Davayı karara bağlayan mahkeme heyeti, sanık Ali Osman Buzlak'ı "Eşe karşı kasten öldürmek" suçundan ağırlaştırılmış müebbet hapisle cezalandırdı. Olayda tasarlama eylemini kabul etmeyen mahkeme heyeti, sanık hakkında herhangi bir takdir ya da haksız tahrik indirimi uygulamadı. Hükümle birlikte sabık Buzlak'ın tutukluluk halinin devamına karar verildi. Anne Gürgen, duruşma sonrası gazetecilere, adalete güvendiğini belirterek, "Hakim ve savcılara teşekkür ediyorum.
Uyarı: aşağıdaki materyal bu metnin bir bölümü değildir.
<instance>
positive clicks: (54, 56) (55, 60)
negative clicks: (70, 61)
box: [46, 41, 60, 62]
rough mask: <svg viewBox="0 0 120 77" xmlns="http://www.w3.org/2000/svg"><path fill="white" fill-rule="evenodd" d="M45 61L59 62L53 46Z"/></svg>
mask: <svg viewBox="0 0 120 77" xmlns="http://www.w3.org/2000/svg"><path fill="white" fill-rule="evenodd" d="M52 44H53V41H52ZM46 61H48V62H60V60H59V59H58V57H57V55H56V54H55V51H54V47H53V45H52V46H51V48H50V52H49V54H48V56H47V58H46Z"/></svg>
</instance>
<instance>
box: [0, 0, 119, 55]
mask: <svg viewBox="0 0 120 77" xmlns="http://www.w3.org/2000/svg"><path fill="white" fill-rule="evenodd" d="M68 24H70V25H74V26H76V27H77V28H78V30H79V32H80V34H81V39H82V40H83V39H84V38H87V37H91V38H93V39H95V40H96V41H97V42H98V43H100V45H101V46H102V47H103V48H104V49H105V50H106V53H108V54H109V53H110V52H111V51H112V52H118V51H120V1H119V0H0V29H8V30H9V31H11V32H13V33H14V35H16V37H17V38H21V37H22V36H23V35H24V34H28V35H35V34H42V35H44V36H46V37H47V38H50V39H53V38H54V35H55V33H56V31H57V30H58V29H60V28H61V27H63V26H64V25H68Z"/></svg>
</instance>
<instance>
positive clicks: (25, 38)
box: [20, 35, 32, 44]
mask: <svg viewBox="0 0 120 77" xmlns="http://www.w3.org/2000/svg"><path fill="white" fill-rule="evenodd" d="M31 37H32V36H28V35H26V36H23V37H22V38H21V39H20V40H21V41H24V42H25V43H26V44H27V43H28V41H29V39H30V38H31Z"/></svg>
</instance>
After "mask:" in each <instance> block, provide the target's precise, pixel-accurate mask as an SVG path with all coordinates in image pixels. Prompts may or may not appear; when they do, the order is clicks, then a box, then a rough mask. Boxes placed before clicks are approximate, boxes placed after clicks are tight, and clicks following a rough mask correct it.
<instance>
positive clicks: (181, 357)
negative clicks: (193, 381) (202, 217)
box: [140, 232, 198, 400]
Benim çocuğum öldürülmeyi hak etmedi. bir anne bu kadar acıyı hak etmedi, hiçbir anne de hak etmez. Haticeler ölmesin, sahip çıkalım. Hak ettiği cezayı aldı ama yine de hak ettiği ceza bu değil. Benim çocuğum toprak altında, o nefes alıyor." ifadelerini kullandı.
Kızının Sosyal Hizmet bölümü okuduğunu aktaran Gürgen, "Şiddet Önleme Merkezinde staj yapıyordu. 'Ben kadınların sesi olacağım diyordu'. Mesleğini de çok seviyordu ama mesleğe konu oldu. Çok zor bir durum." diye kaydetti.
Maktul Hatice Ağcakale Buzlak'ın teyzesi ve aynı zamanda anne Gürgen'in avukatı Meryem Gürgen ise adil bir yargılama olduğunu bildirerek, şunları dile getirdi: "Mevcut kanunlarımızla. Ağırlaştırılmış müebbet hapis cezası tabi ki acımızı dindirmiyor, içimiz bir nebze olsun hafifliyor ama kızımız geri gelmiyor. Söylenecek çokta bir şey olmuyor. Kadınlarımıza karşı yapılan haksızlık ve zulümlere bir dur denilsin, bir başkasının canı yanmasın diye bu mücadeleyi veriyoruz. Bizim canımız yandı, hiçbir şekilde geri gelmiyor. Toparlayamayacağız bunu ama mevcut kararla bir nebzede olsun teselli oldu."
OLAY GEÇMİŞİ
Palandöken ilçesinde, 16 Nisan'da Erzurum Şehir Hastanesi bahçesinde araç içerisinde Ali Osman Buzlak ile eşi Hatice Ağcakale Buzlak arasında tartışma çıkmış, sanık Buzlak eşini boğarak öldürmüş, cesedi arabanın bagajında saklamış, kesici aletle intihar girişiminde bulunup olay yerinden ayrıldıktan bir süre sonra polislerce hareketsiz şekilde bulunmuştu. Erzurum Cumhuriyet Başsavcılığınca hazırlanan iddianamede, sanık Buzlak'ın, "Tasarlayarak eşe karşı kasten öldürmek" suçundan ağırlaştırılmış müebbet hapisle cezalandırılması talep ediliyordu.